本規定において示す試験法により当該物質が検出されなかった場合に、当該物質が「不検出」であるとされること。
本規定により不検出とされる農薬等の成分である物質の残留が確認された食品は、法第11条第1項に規定する食品規格に適合しない食品として扱われること。
(4) 改正後の一般規則の6について
本規定は、生鮮食品を中心とする個別の食品について、農薬等毎に、食品規格を定めており、改正前の一般規則の6を踏襲したものであること。
現行基準からの改正点は以下のとおりであること。
① 食品分類の見直しが生じた部分について、必要な形式改正を行ったこと。
・ 「その他のあぶらな科野菜」の中に含まれると整理していた「チンゲンサイ」、「その他のゆり科野菜」の中に含まれると整理していた「にら」及び「その他の野菜」の中に含まれると整理していた「たけのこ」について、それぞれ使用される農薬毎に独立した食品分類を設けたこと。
基準値は、それぞれ「その他のあぶらな科野菜」、「その他のゆり科野菜」及び「その他の野菜」の基準値をそのまま用いていること。
・ 香辛料(スパイス及びハーブ)の取扱いについて、新たに国際基準(コーデックス基準)が整備されたこと等から、規格基準告示の食品分類においても見直しを行い、新たに「その他のスパイス」及び「その他のハーブ」の食品分類を設けたこと。
スパイス及びハーブの定義については、別添1を参照されたいこと。
当該定義については、規格基準告示全体において共通であること。
② 一部の農薬等について、残留基準等告示により新たに新設された食品
規格との整合性をとる観点から必要な改正を行ったこと。
具体的には、ジクロルボス及びナレド、デルタメトリン及びトラロメトリンについて新たに食品規格を設定するともに、不要な規格を削除したこと。
③ 農薬等の名称の整理その他所要の改正を行ったこと。
(5) 改正後の一般規則の7について
本規定は、個別の生鮮食品に関する農薬等毎の食品規格のうち、今回の改正に当たって新設されたものであり、基本的には6と同様の意義を持っており、同様の運用がなされること。
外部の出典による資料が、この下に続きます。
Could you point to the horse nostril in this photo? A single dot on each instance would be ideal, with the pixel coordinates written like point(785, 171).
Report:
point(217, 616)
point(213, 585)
なお、6及び7を通じて運用上注意すべき点については別添2に示しているので留意されたい。
(6) 改正後の一般規則の8について
農薬等の成分である物質が、食品に自然に含まれる物質と同一であるとき、当該物質が農薬等の使用により残留するものであるか、自然に含まれているものであるかが判別困難であるため、本規定により、農薬等の成分である物質が自然由来でかつ自然に残留する量の程度で残留している場合に当該物質に対して一律基準告示が適用されないこととしたこと。
本規定は、農薬等の成分である物質の残留基準が個別に定められていない場合に適用される規定であり、その性質上網羅的に対象物質を列挙することができないことから、適用については個別に判断するものであること。
(7) 改正後の一般規則の9について
本規定は、6及び7に規定する食品規格のほかに加工食品を中心として個別の食品規格を農薬等毎に定める規定であり、6及び7と同様の運用がなされること。
なお、加工食品の取扱いについては、併せて改正後の一般規則の10及び11を参照されたいこと。
(8) 改正後の一般規則の10について
法第11条第3項の施行により、すべての食品が一律基準の対象となるため、同条第1項に基づく食品規格が定められていない加工食品についても一律基準の規制対象となるのが原則であるが、当該加工食品の原材料が食品規格に適合していれば、当該加工食品についても当該食品に残留する農薬等の残留値によらずに食品規格に適合するものと解し、一律基準の規制対象とならないものとして扱うこと。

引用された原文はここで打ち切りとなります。